MPs and Lords have been left unable to access their emails remotely as a result of measures taken to stave off the attack.
Tory MP Andrew Bridgen suggested an attack like this could "absolutely" leave some people open to blackmail.
He said it was understandable that "constituents want to know the information they send to us is completely secure."
A House of Commons spokeswoman said they had on Friday "discovered unauthorised attempts to access parliamentary user accounts".
She said that remote access to emails had been disabled as part of work to stave off the attack.
Liam Fox, the Secretary of State for Trade, said it was "not at all surprising" to see efforts to hack into Parliamentary emails and that there had been repeated similar attempts in the past.
An email sent by parliamentary authorities to those impacted by the attack said that the alarm was raised after "unusual activity" was spotted.

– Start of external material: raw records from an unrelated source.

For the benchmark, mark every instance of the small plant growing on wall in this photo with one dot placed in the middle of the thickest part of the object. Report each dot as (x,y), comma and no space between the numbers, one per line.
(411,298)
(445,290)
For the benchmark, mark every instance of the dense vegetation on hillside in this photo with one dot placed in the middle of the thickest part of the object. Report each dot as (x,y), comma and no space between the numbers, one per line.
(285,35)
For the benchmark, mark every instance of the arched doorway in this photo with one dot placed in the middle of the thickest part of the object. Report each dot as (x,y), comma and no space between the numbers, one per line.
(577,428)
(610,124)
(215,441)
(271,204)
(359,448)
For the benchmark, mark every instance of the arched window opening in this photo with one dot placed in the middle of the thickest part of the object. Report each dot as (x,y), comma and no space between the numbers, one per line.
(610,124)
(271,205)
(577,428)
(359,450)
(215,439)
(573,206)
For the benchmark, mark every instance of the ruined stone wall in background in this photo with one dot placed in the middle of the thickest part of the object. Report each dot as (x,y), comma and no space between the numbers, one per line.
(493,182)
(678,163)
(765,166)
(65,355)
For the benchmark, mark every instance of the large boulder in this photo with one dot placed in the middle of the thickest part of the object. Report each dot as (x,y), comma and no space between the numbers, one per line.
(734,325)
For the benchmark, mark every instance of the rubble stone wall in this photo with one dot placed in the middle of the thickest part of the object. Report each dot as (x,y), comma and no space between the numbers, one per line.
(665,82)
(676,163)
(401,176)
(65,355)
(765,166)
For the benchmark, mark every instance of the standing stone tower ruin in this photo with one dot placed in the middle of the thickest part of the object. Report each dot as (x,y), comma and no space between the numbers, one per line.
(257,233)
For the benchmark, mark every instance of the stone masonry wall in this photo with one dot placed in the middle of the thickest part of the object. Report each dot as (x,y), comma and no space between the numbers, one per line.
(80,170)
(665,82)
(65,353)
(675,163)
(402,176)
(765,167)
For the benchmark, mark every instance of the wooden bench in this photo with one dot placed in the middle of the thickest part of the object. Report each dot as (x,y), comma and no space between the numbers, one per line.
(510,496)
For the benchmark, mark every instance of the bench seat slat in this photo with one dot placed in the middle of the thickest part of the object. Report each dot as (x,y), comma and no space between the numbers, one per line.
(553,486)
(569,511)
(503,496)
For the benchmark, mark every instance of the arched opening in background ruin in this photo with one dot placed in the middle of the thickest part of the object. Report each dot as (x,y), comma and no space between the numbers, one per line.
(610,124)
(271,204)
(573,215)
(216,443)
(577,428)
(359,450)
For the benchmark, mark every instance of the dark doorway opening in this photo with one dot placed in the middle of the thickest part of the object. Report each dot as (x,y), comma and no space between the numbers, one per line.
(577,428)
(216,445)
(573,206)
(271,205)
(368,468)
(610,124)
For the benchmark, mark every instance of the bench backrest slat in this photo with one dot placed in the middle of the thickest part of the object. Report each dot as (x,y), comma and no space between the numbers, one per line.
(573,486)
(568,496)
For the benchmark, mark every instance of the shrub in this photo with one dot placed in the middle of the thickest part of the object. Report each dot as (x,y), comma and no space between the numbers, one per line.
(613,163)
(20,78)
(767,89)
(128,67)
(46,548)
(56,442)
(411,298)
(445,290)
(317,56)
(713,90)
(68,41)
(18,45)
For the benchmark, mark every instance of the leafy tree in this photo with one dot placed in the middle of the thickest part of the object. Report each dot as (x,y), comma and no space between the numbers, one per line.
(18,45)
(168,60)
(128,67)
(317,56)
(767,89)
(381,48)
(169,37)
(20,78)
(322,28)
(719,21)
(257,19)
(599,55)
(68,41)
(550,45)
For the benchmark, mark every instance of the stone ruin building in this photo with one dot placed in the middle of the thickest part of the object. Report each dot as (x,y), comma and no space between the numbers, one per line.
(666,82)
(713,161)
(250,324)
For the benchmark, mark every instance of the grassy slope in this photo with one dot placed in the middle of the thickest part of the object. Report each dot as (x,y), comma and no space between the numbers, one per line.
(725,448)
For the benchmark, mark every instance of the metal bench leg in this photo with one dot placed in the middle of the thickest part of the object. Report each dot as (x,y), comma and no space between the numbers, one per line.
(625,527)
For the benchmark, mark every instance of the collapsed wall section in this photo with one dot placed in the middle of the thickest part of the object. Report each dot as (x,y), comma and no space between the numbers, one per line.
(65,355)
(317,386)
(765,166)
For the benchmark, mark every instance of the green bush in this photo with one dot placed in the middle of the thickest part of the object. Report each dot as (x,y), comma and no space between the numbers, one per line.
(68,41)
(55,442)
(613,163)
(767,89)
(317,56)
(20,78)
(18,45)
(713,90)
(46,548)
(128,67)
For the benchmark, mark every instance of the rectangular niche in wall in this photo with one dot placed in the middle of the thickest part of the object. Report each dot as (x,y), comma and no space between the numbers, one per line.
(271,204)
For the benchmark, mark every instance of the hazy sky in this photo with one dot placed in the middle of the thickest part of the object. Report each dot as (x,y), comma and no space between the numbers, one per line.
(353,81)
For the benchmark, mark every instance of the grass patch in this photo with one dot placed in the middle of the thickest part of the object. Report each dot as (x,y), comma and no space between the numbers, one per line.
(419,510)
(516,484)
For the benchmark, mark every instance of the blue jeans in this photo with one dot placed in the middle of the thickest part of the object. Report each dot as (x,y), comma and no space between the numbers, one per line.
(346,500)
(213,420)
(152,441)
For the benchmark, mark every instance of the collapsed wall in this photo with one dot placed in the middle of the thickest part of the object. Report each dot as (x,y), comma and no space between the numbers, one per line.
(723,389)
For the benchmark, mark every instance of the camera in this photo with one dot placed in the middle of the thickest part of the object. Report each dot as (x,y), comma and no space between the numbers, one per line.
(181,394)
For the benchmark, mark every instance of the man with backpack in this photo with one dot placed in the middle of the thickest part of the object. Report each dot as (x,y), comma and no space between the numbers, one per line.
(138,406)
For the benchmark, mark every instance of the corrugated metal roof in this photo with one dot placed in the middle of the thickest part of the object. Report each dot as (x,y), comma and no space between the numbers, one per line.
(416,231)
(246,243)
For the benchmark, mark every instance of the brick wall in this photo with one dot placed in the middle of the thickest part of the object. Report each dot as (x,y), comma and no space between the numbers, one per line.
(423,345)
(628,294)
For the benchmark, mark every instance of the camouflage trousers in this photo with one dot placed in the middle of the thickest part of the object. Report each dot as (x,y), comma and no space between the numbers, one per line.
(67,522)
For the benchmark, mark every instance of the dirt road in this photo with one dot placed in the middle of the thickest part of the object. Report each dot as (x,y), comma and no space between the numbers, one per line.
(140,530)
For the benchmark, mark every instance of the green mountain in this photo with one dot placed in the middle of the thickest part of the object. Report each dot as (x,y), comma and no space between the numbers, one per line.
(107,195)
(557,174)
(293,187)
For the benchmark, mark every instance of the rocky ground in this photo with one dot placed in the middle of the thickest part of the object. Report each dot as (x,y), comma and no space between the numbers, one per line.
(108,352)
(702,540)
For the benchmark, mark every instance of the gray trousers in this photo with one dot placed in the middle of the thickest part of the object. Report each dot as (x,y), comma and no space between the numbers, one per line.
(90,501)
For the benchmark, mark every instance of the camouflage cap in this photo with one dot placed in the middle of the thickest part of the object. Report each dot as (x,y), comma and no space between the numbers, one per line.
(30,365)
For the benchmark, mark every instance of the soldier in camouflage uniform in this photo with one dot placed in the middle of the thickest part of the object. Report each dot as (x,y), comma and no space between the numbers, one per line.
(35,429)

"Closer investigation by our team confirmed that hackers were carrying out a sustained and determined attack on all parliamentary user accounts in an attempt to identify weak passwords," it added.
A number of MPs and Peers had posted on Twitter to say they could not access emails as a result of a cyber attack.
The attack follows reports that passwords for MPs and officials were being sold online by hackers.
A House of Commons spokeswoman said: "We have discovered unauthorised attempts to access accounts of parliamentary networks users and are investigating this ongoing incident, working closely with the National Cyber Security Centre.
Parliament has robust measures in place to protect all of our accounts and systems, and we are taking the necessary steps to protect and secure our network."
She added that officials had taken the decision to "temporarily" restrict remote access to emails "as a precaution".
The National Crime Agency said it was working with the NCSC on the issue.
Labour leader Jeremy Corbyn called for more investment in protection against hacking attacks.
"I think it indicates just how vulnerable we are to cyber attacks and our cyber security," he said of the cyber attack on Parliament.